Are semantic networks related to demographic variables? This is a preliminary analysis of data from Small World of Words.
d = read.csv("../data/associations_ppdetails_en_05_01_2015.csv")
d.clean = d %>%
filter(gender == "Ma"| gender == "Fe") %>%
filter(education > 0) %>%
filter(nativeLanguage != "") %>%
mutate(gender = droplevels(gender),
gender = plyr::revalue(gender,c("Fe" = "F", "Ma" = "M")),
userID = as.factor(userID),
nativeLanguage = as.factor(tolower(nativeLanguage)),
education = as.factor(education),
education = plyr::revalue(education,c("1" = "none",
"2" = "elementary",
"3" = "HS",
"4" = "bachelor",
"5" = "master")))
demo.summary = d.clean %>%
group_by(userID) %>%
slice(1) %>%
ungroup() %>%
select(1:5)
PROP_FEMALE = round(nrow(filter(demo.summary, gender == "F"))/nrow(demo.summary),2)
We have complete demographic data for 18885 participant. 66% are female.
ggplot(demo.summary, aes(x=age)) +
geom_density(alpha=.3, fill="#FF6666") +
geom_vline(xintercept = mean(demo.summary$age), linetype = "longdash") +
theme_bw(base_size = 18)
The population is relatively young (M = 35.37).
ggplot(demo.summary, aes(x=age, group = gender, fill = gender)) +
geom_density(alpha=.3) +
theme_bw(base_size = 18)
lang = demo.summary %>%
group_by(nativeLanguage) %>%
summarise(n = n())
ggplot(lang, aes(x = reorder(nativeLanguage,-n), y = n)) +
geom_bar(stat = "identity") +
xlab("language") +
theme_bw(base_size = 15) +
theme(legend.position="none",
axis.text.x = element_text(angle = 90, hjust = 1))
Most have language “usa”, followed by “great britain”, “canada”, and “australia”. Which means, everyone is an english speaker?
education = demo.summary %>%
group_by(education) %>%
summarise(n = n())
ggplot(education, aes(x = education, y = n)) +
geom_bar(stat = "identity") +
xlab("education level") +
theme_bw(base_size = 18) +
theme(legend.position="none")
Pretty highly educated group.
education.gender = demo.summary %>%
group_by(education) %>%
summarise (n=n()) %>%
left_join(demo.summary %>% group_by(education) %>%
filter(gender == "F") %>%
summarise(female = n()), by= "education") %>%
mutate(male = n - female) %>%
mutate (p.female = female/n,
p.male = male/n) %>%
gather("gender", "prop", 5:6)
ggplot(education.gender, aes(x = education, fill = gender, y = prop)) +
geom_bar(stat = "identity") +
geom_hline(yintercept = PROP_FEMALE, linetype = "longdash") +
xlab("education level") +
theme_bw(base_size = 18)
The dashed line is the total proportion female. Females are slightly more educated than males.

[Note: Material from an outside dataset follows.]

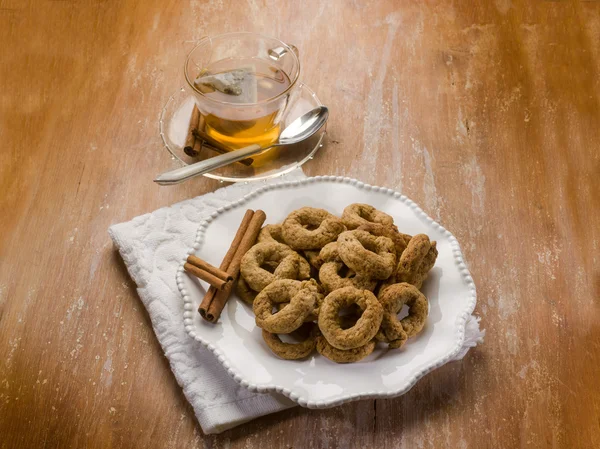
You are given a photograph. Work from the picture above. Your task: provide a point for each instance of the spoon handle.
(189, 171)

ggplot(demo.summary, aes(x=age, group = education, fill = education)) +
geom_density(alpha=.3) +
theme_bw(base_size = 18)
d.clean %>%
group_by(userID) %>%
summarise(n= n()) %>%
ggplot(aes(x = n)) +
geom_histogram(binwidth = 1) +
xlab("n trials per participants") +
ylab("n participants") +
theme_bw(base_size = 15)
Most participants completed 15, 16, or 18 trials.
word.summary = d.clean %>%
group_by(cue) %>%
summarise(n = n())
ggplot(word.summary, aes(x = reorder(cue,-n), y = n)) +
geom_bar(stat = "identity") +
ylab("n trials")+
xlab("distinct cue words") +
geom_hline(yintercept = mean(word.summary$n), color = "red",
linetype = "longdash") +
theme_bw(base_size = 12) +
theme(legend.position="none",
axis.ticks = element_blank(), axis.text.x = element_blank())
There are 6046 unique cue words. We have 3046 different cue words with more than 75 trials.
word.a.summary = d.clean %>%
gather("association", "word", 7:9) %>%
mutate(word = gsub("\\bx\\b", NA, word)) %>% # replace "don't knows" with NA
group_by(association) %>%
summarise(n_na = length(which(is.na(word))),
n = n(),
prop.missing= n_na/n())
ggplot(word.a.summary, aes(y=prop.missing, x = association)) +
geom_bar(stat = "identity") +
ylab("number missing") +
theme_bw(base_size = 18)
Participants can say they don’t know a word to skip it (but apparently this means they can still enter some associations?). This shows the proportion missing for each assocation, which is about 10%.